5. Blocks A and B are connected by a string passing over an essentially friction-
less pulley, as in Figure 6. When the blocks are in motion, Block A experiences
a force of kinetic friction of magnitude 5.7N. If mA 2.7kg and mB 3.7kg,
calculate the magnitude of
(a) the acceleration of the blocks
(b) the tension in the string
(a) To calculate the acceleration of the blocks, we first need to find the net force acting on each block.
For Block A:
- The force of gravity acting on Block A is given by Fg = mA * g = 2.7kg * 9.8m/s^2 = 26.46N
- The force of kinetic friction is given as fk = 5.7N
- The tension in the string is T
- The net force acting on Block A is given by: net force = T - fk - Fg
For Block B:
- The force of gravity acting on Block B is given by Fg = mB * g = 3.7kg * 9.8m/s^2 = 36.26N
- The tension in the string is T
- The net force acting on Block B is given by: net force = T - Fg
Since the two blocks are connected by a string over a pulley, the tension in the string is the same for both blocks.
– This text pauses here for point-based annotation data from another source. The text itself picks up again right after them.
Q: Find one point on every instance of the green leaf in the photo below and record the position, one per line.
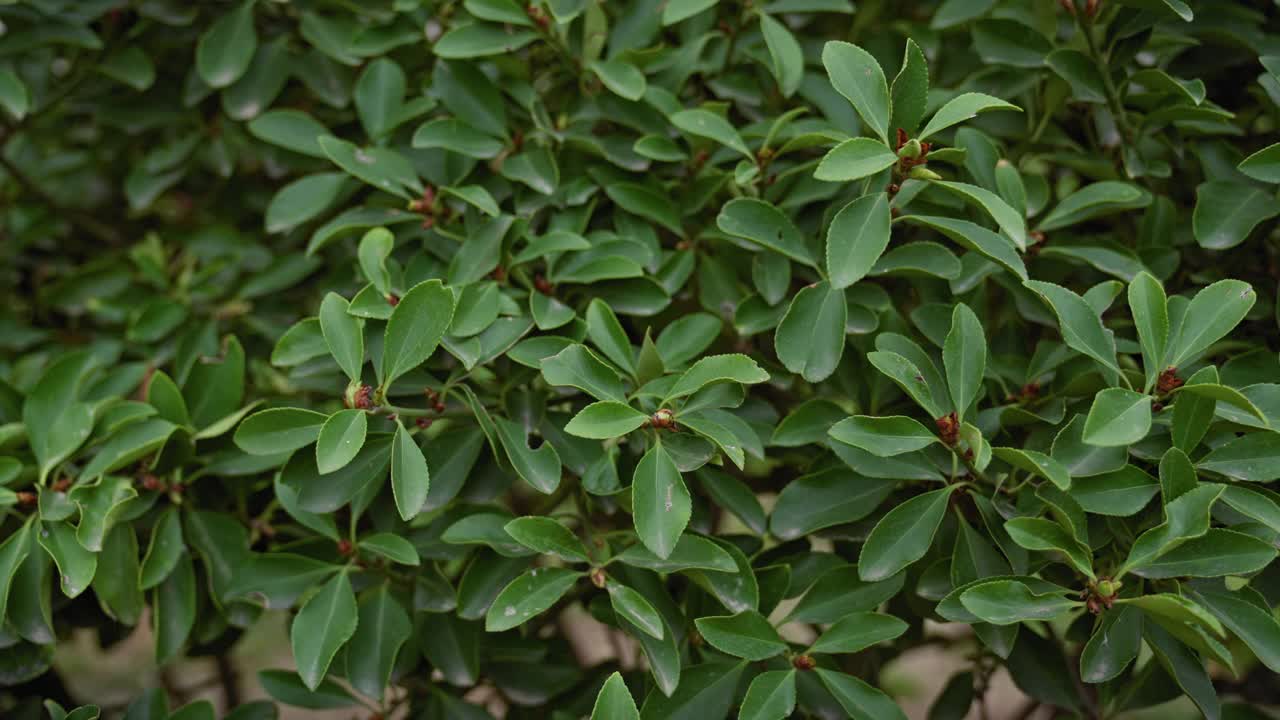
(964, 355)
(606, 332)
(1079, 324)
(716, 369)
(856, 237)
(647, 203)
(883, 437)
(855, 74)
(903, 536)
(577, 367)
(174, 611)
(1247, 616)
(1211, 314)
(704, 123)
(302, 200)
(910, 90)
(810, 338)
(13, 94)
(164, 550)
(382, 628)
(379, 95)
(840, 592)
(858, 632)
(529, 595)
(766, 226)
(679, 10)
(661, 501)
(1112, 646)
(540, 468)
(622, 78)
(292, 130)
(475, 196)
(1253, 458)
(964, 108)
(1080, 72)
(341, 440)
(1215, 554)
(380, 167)
(325, 623)
(615, 701)
(547, 536)
(1036, 463)
(859, 700)
(227, 48)
(1004, 602)
(772, 696)
(705, 691)
(1010, 220)
(973, 237)
(908, 377)
(76, 565)
(746, 634)
(1185, 668)
(1038, 533)
(1118, 418)
(415, 328)
(824, 499)
(1187, 516)
(456, 136)
(411, 481)
(854, 159)
(604, 420)
(13, 552)
(480, 40)
(280, 429)
(1226, 213)
(1092, 201)
(785, 53)
(1151, 318)
(1262, 165)
(691, 552)
(392, 547)
(631, 605)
Therefore, we can write:
T - fk - Fg = mA * a
T - Fg = mB * a
Now, we can solve for acceleration a:
T - 5.7 - 26.46 = 2.7 * a
T - 36.26 = 3.7 * a
Adding the two equations, we get:
2T - 41.06 = 6.4a
2T = 6.4a + 41.06
Now, we substitute the value of T from the second equation into this equation:
2(3.7a + 36.26) = 6.4a + 41.06
7.4a + 72.52 = 6.4a + 41.06
1a = -31.46 / 1
a = -31.46m/s^2
Therefore, the acceleration of the blocks is 31.46m/s^2.
(b) To find the tension in the string, we can substitute the acceleration back into the second equation:
T - 36.26 = 3.7 * (-31.46)
T - 36.26 = -115.402
T = 115.402 - 36.26
T = 79.142N
Therefore, the tension in the string is 79.142N.